Утро субботы было страшным. Да и не совсем утро, часов около двенадцати я глаза смог раскрыть. В голове стучат африканские там-тамы, во рту пустыня Сахара, и, по ощущениям, пара тонн песка оттуда же. Какой там на фиг конвойный полк, я с кровати встать не могу. На преложение бати лечить подобное подобным я не повёлся. Не прельстили ни стопка водки. Ни холоднющая банка «Лидского». Ох, голова моя голова. Люди, не понижайте градус. Никогда!!!

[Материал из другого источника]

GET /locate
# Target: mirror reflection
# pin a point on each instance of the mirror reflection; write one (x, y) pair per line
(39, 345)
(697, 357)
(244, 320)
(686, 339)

Проумирал я целый день. Только к вечеру дополз до кухни, зоблазнившись маменькины драниками. Вот их «Лидским» и запил. А после снова в кровать. И крепкий здоровый сон до утра. Да,конечно, с Ромкой нехорошо получилось. Но куда-то ходить для меня в тот день было пыткой. А в понедельник отправился я снова в комендатуру, ставить отметку об убытии. Мой гражданский вид дежурного старлея не смутил, но вот отсутствие моей фамилии в каком-то из журналов его очень озадачило. Бубнел минут пять. Я стоял, возде очи горе, ждал когда же он заткнётся да и поставит мне штамп в отпускной. Отметка о прибытии же есть? Есть. Не я же эти чёртовы журналы заполняю. Мой скучающий вид, похоже, и его навёл на те же мысли, так что свои документы я получил назад со всеми нужными отметками.
И вот вечерний смоленский поезд везёт меня в Москву. Хотя весь вторник в моём распоряжении, в роту можно появляться только часам к шести. Ну да перед смертью не надышатся.